The world has nothing to bestow;
From our own selves our joys must flow,
And that dear hut, our home"
Nathaniel Cotton
The Fireside
Clonnit Pro Security Issues
A possibly serious security issue has been discovered by researchers; currently only the Clonnit Pro femail program is believed to be affected.
The problem lies in the way the program handles WORK attachments, especially those with excessively long body parts. The bug can cause a buffer overflow, leaving an undetermined remainder behind. In a secure environment, this may not cause immediate damage; the program may crash, however, which possible has harmful effects to other parts of your system.
Clonnit Pro has also been found to be inconsistent in its communication with other programs. It not yet clear if, and if so, how, this is connected to the buffer overflow issue. Since Clonnit Pro is so tightly integrated with the operating system (although the connections are hidden, obscure and obscured as to ensure no other program can exploit them) these inconsistencies may render the whole system instable.

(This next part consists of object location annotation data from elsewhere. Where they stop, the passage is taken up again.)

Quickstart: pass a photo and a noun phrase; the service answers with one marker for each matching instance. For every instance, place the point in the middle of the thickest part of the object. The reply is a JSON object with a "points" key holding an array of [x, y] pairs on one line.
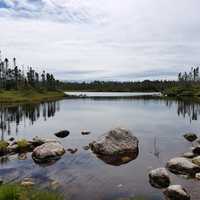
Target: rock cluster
{"points": [[188, 164], [116, 147]]}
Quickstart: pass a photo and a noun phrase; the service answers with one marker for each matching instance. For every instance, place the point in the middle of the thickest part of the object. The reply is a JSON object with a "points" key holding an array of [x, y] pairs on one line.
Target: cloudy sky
{"points": [[102, 39]]}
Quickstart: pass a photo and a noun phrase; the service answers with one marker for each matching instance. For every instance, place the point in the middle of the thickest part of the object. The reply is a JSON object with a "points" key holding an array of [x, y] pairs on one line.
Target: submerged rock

The makers of Clonnit Pro say the buffer overflow is a "minor issue" that concerns mostly the processes internal to the program (and rightly do they say so!), but they're looking into it and will possibly make a patch available. Since there is currently no efficient alternative in sight for Clonnit Pro and the makers of the program say they haven't found any other bugs or inconsistencies we'll have to stick with it for the time being.
Clonnit Light is not affected at all; it's more popular anyways.
What Is a Buffer Overflow, Technically?
In the C programming language, strings are represented as a series of characters. To temporarily store a, presumably short, string such as the file name of an attachment, a buffer is used. That buffer has a predefined size, for example 255 characters for our file name.
As long as the sequence of characters stored in that buffer is shorter than the buffer everything is fine. But what happens if the file name exceeds the storage space available in the buffer and is 260 characters long? The first 255 fit nicely, but the 256th character is set to be written to memory area that has not been reserved for the buffer, may not even belong to the program and hold completely different, possibly crucial data. That can do no good; any reasonably advanced operating system will detect that a program is trying to access foreign memory areas, immediately kill it and report a 'segmentation fault'. There is still a chance, however, that some code, a virus maybe, was hidden in the excessively large string and somehow manages to get executed and do nasty things. Don't ask me how to do this; I wouldn't tell you anyways.